Four artists from the West Country are showing their extraordinary and exciting work in St Saviour’s Tin Church this weekend. Faversham Life filmed and listened to the artists as they set up. We were moved, shocked, astonished, amused and fascinated by their sculptures, photographs and videos.
The four artists, Angela Cowan, William Ford, Billy McGregor and Beth Wise, share a studio but work independently.
Billy McGregor’s work has been described as ‘melancholy yet humorous’. He likes to ‘play around’ with incongruity, placing things out of context. He is showing his ‘Misplaced’ series of photographs which mine his memories of cold childhood British seaside holidays and the oddly heart-rending emptiness of chairs. Billy’s arresting ‘Busting’ has illustrated the poster for the Tin Tab exhibition.
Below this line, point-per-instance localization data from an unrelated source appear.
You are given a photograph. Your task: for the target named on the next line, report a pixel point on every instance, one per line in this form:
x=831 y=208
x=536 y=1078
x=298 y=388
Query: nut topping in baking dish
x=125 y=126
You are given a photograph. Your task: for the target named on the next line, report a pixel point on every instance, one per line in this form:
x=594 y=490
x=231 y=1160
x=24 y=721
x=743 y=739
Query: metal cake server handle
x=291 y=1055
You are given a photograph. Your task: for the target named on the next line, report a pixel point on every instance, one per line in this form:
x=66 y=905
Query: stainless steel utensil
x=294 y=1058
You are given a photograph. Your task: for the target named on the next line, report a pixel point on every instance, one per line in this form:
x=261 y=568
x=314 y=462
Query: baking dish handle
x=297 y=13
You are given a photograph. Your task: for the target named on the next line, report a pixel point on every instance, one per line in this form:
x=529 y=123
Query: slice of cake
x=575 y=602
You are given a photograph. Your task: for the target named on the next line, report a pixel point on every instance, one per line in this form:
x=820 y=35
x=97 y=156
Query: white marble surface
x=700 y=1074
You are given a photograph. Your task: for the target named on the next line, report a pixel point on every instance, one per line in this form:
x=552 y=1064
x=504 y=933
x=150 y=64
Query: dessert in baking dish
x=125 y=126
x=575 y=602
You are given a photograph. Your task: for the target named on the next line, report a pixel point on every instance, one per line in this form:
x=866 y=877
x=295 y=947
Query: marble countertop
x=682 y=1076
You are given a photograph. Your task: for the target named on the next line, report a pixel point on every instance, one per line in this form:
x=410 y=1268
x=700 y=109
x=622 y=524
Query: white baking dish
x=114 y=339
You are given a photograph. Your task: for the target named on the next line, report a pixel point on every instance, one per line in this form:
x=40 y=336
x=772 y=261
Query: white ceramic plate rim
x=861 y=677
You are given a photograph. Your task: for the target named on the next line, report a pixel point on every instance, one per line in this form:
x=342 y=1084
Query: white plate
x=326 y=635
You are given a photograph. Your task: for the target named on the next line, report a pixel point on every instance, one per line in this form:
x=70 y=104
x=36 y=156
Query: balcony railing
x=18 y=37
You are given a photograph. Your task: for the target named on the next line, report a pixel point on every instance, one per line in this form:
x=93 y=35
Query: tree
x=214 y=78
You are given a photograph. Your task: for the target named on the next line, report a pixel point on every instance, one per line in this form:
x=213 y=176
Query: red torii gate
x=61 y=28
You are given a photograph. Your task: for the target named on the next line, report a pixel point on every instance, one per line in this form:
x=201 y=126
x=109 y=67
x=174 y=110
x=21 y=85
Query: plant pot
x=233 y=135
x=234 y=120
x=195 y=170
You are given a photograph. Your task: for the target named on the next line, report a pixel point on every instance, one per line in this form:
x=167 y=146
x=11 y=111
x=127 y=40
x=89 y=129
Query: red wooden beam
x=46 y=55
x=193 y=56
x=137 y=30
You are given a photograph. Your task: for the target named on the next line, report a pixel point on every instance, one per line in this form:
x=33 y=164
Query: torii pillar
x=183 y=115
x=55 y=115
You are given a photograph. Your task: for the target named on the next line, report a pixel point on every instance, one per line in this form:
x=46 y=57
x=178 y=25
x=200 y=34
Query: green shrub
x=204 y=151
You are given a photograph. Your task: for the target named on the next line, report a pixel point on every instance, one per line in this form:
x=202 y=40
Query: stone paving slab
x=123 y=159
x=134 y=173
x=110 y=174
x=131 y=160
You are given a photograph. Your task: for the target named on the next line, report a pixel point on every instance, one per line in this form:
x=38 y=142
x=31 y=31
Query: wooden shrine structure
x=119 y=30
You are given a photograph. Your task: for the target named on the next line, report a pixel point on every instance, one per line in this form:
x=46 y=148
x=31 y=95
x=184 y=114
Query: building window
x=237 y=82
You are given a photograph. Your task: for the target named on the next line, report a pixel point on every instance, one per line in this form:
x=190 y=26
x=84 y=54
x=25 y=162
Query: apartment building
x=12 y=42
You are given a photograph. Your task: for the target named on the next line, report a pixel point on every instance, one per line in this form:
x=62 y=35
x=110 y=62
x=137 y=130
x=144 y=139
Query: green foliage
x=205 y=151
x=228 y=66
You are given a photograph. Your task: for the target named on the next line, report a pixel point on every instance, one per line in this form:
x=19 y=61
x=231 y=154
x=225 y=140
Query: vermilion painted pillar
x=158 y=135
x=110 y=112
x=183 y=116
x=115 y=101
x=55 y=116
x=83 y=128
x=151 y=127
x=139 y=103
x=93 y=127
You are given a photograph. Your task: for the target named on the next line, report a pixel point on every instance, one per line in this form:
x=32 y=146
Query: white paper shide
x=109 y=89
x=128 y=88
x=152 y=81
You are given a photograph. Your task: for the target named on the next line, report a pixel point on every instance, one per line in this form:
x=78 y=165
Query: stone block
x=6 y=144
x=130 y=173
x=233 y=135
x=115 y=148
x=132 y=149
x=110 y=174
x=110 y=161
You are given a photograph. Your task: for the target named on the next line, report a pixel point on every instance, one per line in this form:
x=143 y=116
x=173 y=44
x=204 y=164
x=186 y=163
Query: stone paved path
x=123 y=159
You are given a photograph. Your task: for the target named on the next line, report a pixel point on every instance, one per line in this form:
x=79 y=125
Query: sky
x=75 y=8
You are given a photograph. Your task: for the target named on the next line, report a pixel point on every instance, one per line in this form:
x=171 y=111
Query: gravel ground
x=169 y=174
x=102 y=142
William Ford’s work is often masochistic, using his art as a reliquary for the vulnerability, carnality and bestiality of man. The video loop of ‘Six Pints of Milk’ is ambiguously reminiscent of waterboarding torture and fellatio. William’s work is shocking but again there is amusement. His ‘Hairy Palm’ sculpture has that surreal quality of being disgusting yet hilarious at the same time.
William’s ‘Settle/Unsettle’ might be disturbing – giant spheres that shift and moan – but instead are rather comforting, like two simple creatures constantly adjusting to one other.
Angela Cowan describes her work as ‘intuitive and organic’. In her ‘Impression’ series, she has created ceramic shapes coated in wax which have a cool smoothness, ivory-softness in colour and settle sensually in the hand. Angela says: ‘I work with natural materials like clay and wax. There is an exchange between the viewer and me. My art is tactile and needs to be held and given life. The shapes were made by my hands and it sets up a tension to see how they will fit into the viewer’s hand.’
Beth Wise explores ‘the highly complex relationship between humanity and the animal kingdom’. She is concerned with the ethical issues of eating animals and the hypocrisy surrounding it that exists in our society. 21st century children gnaw on chicken nuggets, wodged together from factory-scrapings of the remains of factory-grown chicken, while still garnering their information about meat production from looking at illustrations of pre-war farms where hens scratch around the farmyard.
Beth’s knitted and crocheted figures were inspired by a visit to Indonesia where dead family members are dried in the sun on bamboo poles and dressed for parade in an August festival. She has written and photographed a book which is part of the piece.
Most of the artists’ pieces are meant to be handled and touched. Response is essential to this exhibition. Some pieces are for sale.
Tin Tab is previewing tonight (17 February) at 6pm – 8pm. It is showing on Saturday and Sunday (18 and 19 February) from 12pm – 5pm. All are welcome.
The exhibition is at St Saviour’s Church (aka The Tin Church) Whitstable Rd, Faversham ME13 8BD generously offered as a venue by artist/benefactor/plumber, Nick Kenny.